Pernah satu waktu saat
lagi asik main medsos, saya melihat salah satu potongan video yang lewat di
beranda media sosial saya dan membahas tentang kisah seporsi sate yang dibagi
untuk satu keluarga kecil. Satu orang kebagian dua sampai tiga tusuk. Setelah terbagi,
momen perebutan saus kacangnya pun tak dilewati oleh kakak-beradik tersebut. Untuk
sebagian orang, mungkin hal ini sekilas terlihat sederhana, bahkan mungkin
menyedihkan. Tapi bagi mereka terutama saya yang pernah mengalaminya, itu
adalah potongan kecil dari cerita besar tentang sebuah cinta dan kebersamaan
yang dipelajari tanpa teori apa pun. Bahkan jika teori tentang kesederhanaan
dan kebersamaan yang melahirkan cinta tulus sering ditemukan di buku-buku yang
pernah kita baca, tanpa sadar, banyak keluarga yang berada di garis
kesederhanaan—terutama saat kita masih kecil—sudah lebih dulu mempraktikkannya.
Lewat momen-momen kecil yang hangat, yang sekarang tinggal jadi kenangan manis
di kepala.
Saya ingat betul waktu
kecil, ketika Bapak pulang membawa satu bungkus sate, rasanya seperti hari raya
kecil bagi kami sekeluarga. Kami duduk melingkar, saling menghitung tusuk
dengan cermat, memastikan semuanya kebagian adil. Tak ada yang merasa
kekurangan, karena kami tahu, bukan jumlah tusuknya yang penting, tapi momen
saat kami melahap tusuk demi tusuk sate tersebut dengan penuh kesederhanaan
yang telah diajarkan oleh orang tua sedari kecil.
Tidak semua orang tumbuh
dengan pengalaman ini, dan tidak semua keluarga menjalani hidup seperti ini.

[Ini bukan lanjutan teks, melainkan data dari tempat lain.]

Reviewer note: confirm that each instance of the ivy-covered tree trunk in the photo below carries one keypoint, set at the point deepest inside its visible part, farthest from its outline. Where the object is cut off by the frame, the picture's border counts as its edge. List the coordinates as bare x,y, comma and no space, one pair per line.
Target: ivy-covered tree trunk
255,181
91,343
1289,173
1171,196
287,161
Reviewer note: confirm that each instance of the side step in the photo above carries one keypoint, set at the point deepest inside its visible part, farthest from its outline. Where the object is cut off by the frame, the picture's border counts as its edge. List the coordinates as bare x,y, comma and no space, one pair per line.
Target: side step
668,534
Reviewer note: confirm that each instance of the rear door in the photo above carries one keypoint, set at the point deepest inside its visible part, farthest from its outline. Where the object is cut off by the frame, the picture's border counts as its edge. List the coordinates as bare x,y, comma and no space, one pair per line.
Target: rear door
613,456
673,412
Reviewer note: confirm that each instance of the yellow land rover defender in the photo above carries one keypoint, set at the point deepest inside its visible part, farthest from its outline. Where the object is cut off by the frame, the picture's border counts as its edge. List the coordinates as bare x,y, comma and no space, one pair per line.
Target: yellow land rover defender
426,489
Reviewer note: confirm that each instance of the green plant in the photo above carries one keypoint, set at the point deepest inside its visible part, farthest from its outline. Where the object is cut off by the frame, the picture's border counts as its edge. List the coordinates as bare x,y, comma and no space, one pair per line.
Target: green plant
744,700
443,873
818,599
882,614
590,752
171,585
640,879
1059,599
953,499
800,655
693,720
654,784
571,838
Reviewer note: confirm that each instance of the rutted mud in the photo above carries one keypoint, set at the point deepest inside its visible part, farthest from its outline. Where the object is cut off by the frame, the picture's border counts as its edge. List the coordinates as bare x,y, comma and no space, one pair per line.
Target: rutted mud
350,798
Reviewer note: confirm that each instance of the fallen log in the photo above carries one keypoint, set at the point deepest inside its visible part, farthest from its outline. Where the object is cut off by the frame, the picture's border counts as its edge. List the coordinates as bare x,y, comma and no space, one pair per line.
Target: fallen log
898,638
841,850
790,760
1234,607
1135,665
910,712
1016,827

Tapi untuk sebagian dari kita, momen-momen kecil inilah yang tanpa sadar telah
mengajarkan arti hidup sederhana, saling berbagi, dan menumbuhkan makna
sesungguhnya dari mencintai tanpa syarat.
Kini, di usia dewasa
dengan penghasilan sendiri, membeli seratus tusuk sate bukan lagi hal yang
sulit untuk dilakukan—Tapi kekurangannya, momen manis seperti itu sudah tak
kita rasakan lagi. Tak ada lagi tangan-tangan kecil yang berebutan tusuk
terakhir, berebutan saus kacang, atau sebuah tawa yang renyah saat sate jatuh
dari piring.
Kita mungkin telah tumbuh,
punya lebih banyak rejeki, dan bisa lebih mewah dari hal itu. Tapi rasa bahagia
yang lahir dari momen-momen sederhana itu tak akan bisa tergantikan bahkan
dengan sejuta porsi sate sekalipun. Itulah mengapa saya selalu bersyukur tumbuh
di tengah keluarga yang mengajarkan bahwa cinta bukan tentang banyaknya yang kita
miliki, tapi bagaimana yang serba cukup itu bisa dibagi dan dinikmati secara bersama.
Karena pada akhirnya,
bukan seberapa banyak sate yang kita makan yang akan dikenang, tapi siapa yang
duduk bersama kita saat kita menikmatinya, siapa yang mengajarkan kita arti
cinta sesungguhnya di atas daun yang terisi seporsi sate, atau sebuah arti kesederhanaan
yang selalu kita kenang saat beranjak dewasa. Yang menjadi pelepas lelah saat
Dunia menuntut kita untuk lebih keras. Maka, momen sederhana itulah yang akan
mengajarkan kita, bahwa hidup jangan terlalu dipaksakan. Cukup dibuat sederhana
dan paham makna syukur yang sebenarnya.